# Looking for a trailer recommendation



## smlobx (Jul 3, 2009)

I bought a new SUV (Jeep GC Diesel) and think I would rather trailer our yaks instead to putting them on top.

Does anyone have any recommendation on a dedicated yak trailer? I would rather not go the Harbor Freight route if possible.

Thanks!


----------



## JAM (Jul 22, 2002)

smlobx said:


> I bought a new SUV (Jeep GC Diesel) and think I would rather trailer our yaks instead to putting them on top.
> 
> Does anyone have any recommendation on a dedicated yak trailer? I would rather not go the Harbor Freight route if possible.
> 
> Thanks!


There is a Few Malone makes on but they are quite pricey, 2 grand range.. JAM


----------



## smlobx (Jul 3, 2009)

Thanks brotha!
Yeah I saw those as well as a few by Yakima but am looking for someone who actually has one......


----------



## g8rbait (Jun 26, 2011)

I have the Malone micro (I think) and am very happy with it. It holds my two Hobie yaks no problem. The arm that attaches to the hitch can also slide back into trailer for storage. I think it cost me about $1800 at Appomattox River Co. Only issue is that the bars the yaks sit on have sharp ends (not covered or protected) and it has taken some gashes out of kids not paying attention!


----------



## charlieru (Aug 30, 2012)

Check out my thread I posted on another forum about the one I "built" out of a jetski trailer. I did not break the bank building it and made it it easier to transport in my corolla.
http://www.snaggedline.com/showthread.php?9020-Finished-Trailer


----------



## Fish Hunter (Jul 31, 2002)

Northern Tool has a decent one for about $500


----------



## gonzofishes (Jun 27, 2014)

*Harbor Freight*

Harbor Freight sells a couple of small trailers for under $300. They can be easily customized with wood or metal to hold several yaks.


----------



## Yakkin (Jul 5, 2013)

charlieru said:


> Check out my thread I posted on another forum about the one I "built" out of a jetski trailer. I did not break the bank building it and made it it easier to transport in my corolla.
> http://www.snaggedline.com/showthread.php?9020-Finished-Trailer


That's probably your best choice right there, especially considering you can launch and retrieve off the trailer. If you are handy with tools you can mod it up yourself. Used PWC trailers around here go for about $400.


----------



## charlieru (Aug 30, 2012)

Yakkin said:


> That's probably your best choice right there, especially considering you can launch and retrieve off the trailer. If you are handy with tools you can mod it up yourself. Used PWC trailers around here go for about $400.
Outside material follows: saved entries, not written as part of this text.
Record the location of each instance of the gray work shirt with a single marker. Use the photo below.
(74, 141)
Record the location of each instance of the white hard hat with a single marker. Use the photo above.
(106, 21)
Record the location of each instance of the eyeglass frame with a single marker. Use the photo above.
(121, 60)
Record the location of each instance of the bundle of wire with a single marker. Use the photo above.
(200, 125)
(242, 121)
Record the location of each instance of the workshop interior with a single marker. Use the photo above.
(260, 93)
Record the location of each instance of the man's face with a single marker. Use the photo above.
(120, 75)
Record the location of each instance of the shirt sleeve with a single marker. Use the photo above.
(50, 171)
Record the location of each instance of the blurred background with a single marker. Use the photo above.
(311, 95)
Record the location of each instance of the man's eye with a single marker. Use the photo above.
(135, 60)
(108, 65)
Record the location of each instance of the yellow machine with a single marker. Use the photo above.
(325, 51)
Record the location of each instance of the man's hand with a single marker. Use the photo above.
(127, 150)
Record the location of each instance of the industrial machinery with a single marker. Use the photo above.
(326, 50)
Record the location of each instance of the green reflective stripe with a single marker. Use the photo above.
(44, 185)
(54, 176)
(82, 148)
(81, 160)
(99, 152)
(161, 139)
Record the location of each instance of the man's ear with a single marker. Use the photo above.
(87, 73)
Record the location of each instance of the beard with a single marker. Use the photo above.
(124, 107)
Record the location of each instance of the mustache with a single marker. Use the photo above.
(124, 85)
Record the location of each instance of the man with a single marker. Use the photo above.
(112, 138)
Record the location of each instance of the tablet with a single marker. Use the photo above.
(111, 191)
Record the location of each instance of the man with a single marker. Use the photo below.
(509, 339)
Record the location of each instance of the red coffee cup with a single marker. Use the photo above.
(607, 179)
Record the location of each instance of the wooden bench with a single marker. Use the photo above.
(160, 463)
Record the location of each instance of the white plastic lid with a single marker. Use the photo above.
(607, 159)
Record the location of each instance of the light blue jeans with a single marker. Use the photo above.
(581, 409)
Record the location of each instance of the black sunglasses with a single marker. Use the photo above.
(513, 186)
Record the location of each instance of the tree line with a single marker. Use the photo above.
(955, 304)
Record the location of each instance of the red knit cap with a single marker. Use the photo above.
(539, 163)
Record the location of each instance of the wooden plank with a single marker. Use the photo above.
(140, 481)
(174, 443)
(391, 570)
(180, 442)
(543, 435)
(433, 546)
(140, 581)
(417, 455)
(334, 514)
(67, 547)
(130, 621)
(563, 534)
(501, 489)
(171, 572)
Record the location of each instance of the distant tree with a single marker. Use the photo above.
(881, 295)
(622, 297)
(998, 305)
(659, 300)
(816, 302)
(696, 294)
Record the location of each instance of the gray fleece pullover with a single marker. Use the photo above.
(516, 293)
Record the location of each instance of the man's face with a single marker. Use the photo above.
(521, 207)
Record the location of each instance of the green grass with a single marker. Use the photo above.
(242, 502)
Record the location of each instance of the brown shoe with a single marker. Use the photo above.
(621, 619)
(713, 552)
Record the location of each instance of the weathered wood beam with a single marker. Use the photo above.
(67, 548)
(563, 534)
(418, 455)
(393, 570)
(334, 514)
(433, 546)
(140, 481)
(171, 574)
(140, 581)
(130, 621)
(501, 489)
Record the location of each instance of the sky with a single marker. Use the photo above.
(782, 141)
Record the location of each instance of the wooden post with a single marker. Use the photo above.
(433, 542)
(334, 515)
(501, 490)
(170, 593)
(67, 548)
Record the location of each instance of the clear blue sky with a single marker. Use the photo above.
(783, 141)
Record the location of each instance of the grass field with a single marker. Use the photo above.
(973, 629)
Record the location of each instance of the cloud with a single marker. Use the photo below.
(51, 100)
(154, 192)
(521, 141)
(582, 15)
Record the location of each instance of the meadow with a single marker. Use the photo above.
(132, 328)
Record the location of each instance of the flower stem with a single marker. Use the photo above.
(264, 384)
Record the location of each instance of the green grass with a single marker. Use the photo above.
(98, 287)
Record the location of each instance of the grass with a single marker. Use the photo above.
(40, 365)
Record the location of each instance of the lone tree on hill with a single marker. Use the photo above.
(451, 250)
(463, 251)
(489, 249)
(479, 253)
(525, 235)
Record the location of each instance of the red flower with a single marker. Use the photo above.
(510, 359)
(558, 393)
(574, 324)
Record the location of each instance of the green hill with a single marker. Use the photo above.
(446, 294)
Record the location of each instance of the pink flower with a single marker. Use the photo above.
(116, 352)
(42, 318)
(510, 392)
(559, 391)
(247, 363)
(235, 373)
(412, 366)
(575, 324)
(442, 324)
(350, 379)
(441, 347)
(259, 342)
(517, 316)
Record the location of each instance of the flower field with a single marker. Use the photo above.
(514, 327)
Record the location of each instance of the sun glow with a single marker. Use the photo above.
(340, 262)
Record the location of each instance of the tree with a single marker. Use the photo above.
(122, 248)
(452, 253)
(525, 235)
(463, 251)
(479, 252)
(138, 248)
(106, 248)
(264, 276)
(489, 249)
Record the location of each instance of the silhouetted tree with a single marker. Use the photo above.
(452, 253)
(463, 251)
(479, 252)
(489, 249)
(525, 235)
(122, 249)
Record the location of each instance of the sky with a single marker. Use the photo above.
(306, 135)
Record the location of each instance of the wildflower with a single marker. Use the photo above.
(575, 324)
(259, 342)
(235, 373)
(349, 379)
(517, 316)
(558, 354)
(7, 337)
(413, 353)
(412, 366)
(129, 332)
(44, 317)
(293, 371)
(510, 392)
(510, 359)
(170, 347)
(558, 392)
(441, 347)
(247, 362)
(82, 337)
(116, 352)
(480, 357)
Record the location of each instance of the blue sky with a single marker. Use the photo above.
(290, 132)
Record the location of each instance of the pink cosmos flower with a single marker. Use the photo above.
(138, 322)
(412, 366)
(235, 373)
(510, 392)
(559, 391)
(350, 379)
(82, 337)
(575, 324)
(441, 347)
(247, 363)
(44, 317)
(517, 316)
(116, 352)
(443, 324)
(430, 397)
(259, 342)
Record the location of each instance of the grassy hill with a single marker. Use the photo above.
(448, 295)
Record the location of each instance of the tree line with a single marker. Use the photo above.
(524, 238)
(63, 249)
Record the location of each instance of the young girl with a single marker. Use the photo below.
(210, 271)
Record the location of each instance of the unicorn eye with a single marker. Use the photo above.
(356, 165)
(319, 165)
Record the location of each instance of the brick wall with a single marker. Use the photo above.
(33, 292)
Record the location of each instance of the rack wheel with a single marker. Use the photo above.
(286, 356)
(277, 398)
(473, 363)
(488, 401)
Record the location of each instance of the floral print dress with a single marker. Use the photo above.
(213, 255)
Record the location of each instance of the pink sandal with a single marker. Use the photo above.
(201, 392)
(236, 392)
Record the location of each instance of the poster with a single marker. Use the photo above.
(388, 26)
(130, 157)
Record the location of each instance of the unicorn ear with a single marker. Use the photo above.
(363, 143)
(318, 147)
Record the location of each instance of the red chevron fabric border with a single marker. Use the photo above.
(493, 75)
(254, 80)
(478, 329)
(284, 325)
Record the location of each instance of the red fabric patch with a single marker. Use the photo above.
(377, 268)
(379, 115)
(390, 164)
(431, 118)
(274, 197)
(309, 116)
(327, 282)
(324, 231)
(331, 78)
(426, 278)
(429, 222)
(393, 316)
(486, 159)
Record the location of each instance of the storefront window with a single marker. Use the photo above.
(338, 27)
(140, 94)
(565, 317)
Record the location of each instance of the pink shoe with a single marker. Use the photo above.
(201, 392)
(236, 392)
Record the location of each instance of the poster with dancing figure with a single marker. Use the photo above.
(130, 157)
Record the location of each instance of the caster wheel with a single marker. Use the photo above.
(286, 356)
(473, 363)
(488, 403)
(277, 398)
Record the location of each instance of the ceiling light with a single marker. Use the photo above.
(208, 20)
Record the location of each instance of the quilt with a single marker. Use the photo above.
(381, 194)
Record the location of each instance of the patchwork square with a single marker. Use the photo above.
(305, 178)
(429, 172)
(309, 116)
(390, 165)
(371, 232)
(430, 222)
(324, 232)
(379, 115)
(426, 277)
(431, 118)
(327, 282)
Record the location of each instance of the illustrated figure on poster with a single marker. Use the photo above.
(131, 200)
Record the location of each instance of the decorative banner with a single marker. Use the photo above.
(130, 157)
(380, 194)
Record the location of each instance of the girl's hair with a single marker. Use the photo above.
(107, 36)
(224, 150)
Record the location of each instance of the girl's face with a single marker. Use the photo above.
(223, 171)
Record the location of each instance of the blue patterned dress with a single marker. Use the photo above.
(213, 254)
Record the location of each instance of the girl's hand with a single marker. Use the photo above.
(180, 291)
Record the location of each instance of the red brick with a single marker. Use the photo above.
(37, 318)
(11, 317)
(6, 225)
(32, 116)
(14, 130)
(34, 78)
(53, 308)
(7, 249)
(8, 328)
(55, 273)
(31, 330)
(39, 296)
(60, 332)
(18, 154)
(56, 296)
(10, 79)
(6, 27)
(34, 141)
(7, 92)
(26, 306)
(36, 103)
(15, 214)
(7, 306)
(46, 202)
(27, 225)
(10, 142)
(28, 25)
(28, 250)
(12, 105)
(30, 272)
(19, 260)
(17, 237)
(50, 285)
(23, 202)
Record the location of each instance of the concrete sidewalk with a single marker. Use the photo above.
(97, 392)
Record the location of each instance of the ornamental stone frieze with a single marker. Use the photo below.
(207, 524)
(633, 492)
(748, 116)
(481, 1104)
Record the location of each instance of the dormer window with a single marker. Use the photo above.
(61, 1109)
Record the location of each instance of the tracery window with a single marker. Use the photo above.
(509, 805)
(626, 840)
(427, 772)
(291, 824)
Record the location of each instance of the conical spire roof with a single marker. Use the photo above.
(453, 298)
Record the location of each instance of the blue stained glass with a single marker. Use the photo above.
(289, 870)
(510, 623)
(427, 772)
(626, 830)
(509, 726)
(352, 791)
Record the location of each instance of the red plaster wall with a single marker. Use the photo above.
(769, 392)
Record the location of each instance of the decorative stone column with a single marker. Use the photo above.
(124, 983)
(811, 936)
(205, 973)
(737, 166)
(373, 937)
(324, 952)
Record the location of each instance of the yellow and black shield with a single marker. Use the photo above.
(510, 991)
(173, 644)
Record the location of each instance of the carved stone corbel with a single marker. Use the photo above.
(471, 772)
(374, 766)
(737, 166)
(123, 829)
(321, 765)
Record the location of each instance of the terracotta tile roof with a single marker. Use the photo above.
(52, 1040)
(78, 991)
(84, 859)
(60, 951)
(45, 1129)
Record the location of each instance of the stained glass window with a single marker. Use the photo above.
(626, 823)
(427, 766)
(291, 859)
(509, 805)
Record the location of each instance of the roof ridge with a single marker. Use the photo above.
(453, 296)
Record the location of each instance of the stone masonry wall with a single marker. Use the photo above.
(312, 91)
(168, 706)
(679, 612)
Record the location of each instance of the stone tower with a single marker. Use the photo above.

+1 on this comment, check out the full version of it it in action. Works awesome with my small corolla.


----------



## smlobx (Jul 3, 2009)

Charlieru
Do you think you could haul 2 yaks on a single jet ski trailer?

PS nice rig!


----------



## fish militia (Nov 1, 2004)

A single jet ski trailer can easily hold two yacks after being rigged for it. My 1st trailer was a single ski trailer and it was rigged to hold 4.


----------



## charlieru (Aug 30, 2012)

smlobx said:


> Charlieru
> Do you think you could haul 2 yaks on a single jet ski trailer?
> 
> PS nice rig!


Thanks smlobx, I tell you that I can definitely rig it for two kayaks if add another set of saddles to it, and I would dare say that I can put three kayaks if I push it.


----------



## Phaedrus (Mar 25, 2011)

Bass Pro had a 2 yak trailer similar to the Malone for 799. I saw it last weekend in Richmond.


----------